1911 Encyclopædia Britannica/Ferrand, Antoine François Claude
FERRAND, ANTOINE FRANÇOIS CLAUDE, Comte (1751–1825), French statesman and political writer, was born in Paris on the 4th of July 1751, and became a member of the parlement of Paris at eighteen. He left France with the first party of emigrants, and attached himself to the prince of Condé; later he was a member of the council of regency formed by the comte de Provence after the death of Louis XVI. He lived at Regensburg until 1801, when he returned to France, though he still sought to serve the royalist cause. In 1814 Ferrand was made minister of state and postmaster-general. He countersigned the act of sequestration of Napoleon’s property, and introduced a bill for the restoration of the property of the emigrants, establishing a distinction, since become famous, between royalists of la ligne droite and those of la ligne courbe. At the second restoration Ferrand was again for a short time postmaster-general. He was also made a peer of France, member of the privy council, grand-officer and secretary of the orders of Saint Michel and the Saint Esprit, and in 1816 member of the Academy, He continued his active support of ultra-royalist views until his death, which took place in Paris on the 17th of January 1825.
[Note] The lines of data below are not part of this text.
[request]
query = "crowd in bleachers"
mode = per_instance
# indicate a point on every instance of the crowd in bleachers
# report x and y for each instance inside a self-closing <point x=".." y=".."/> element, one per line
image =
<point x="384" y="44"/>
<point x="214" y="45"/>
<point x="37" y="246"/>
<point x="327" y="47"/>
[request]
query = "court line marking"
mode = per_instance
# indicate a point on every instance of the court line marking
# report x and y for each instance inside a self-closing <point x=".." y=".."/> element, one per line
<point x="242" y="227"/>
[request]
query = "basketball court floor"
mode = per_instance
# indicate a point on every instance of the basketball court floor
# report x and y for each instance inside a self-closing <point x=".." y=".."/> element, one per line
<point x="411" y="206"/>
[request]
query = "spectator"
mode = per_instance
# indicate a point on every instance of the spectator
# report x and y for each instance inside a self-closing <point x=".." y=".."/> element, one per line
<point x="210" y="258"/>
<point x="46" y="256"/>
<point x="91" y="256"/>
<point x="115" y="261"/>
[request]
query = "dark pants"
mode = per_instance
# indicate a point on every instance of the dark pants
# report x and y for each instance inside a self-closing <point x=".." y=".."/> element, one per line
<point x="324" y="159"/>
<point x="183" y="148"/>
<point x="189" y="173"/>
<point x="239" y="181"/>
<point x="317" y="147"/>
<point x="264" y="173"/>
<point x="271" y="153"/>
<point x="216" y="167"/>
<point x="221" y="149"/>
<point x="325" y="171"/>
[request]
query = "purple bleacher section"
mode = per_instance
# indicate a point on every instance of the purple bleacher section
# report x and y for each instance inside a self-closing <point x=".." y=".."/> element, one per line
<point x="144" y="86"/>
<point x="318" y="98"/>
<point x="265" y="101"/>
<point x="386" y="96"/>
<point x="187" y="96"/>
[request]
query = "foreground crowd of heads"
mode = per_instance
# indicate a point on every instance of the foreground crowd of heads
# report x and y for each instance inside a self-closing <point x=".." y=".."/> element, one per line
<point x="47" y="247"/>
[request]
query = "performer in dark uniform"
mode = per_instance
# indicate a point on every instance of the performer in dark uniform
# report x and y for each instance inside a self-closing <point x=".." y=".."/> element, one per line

Besides a large number of political pamphlets, Ferrand is the author of L’Esprit de l’histoire, ou Lettres d’un père à son fils sur la manière d’étudier l’histoire (4 vols., 1802), which reached seven editions, the last number in 1826 having prefixed to it a biographical sketch of the author by his nephew Héricart de Thury; Éloge historique de Madame Élisabeth de France (1814); Œuvres dramatiques (1817); Théorie des révolutions rapprochée des événements qui en ont été l’origine, le développement, ou la suite (4 vols., 1817); and Histoire des trois démembrements de la Pologne, pour faire suite à l’Histoire de l’anarchie de Pologne par Rulhière (3 vols., 1820).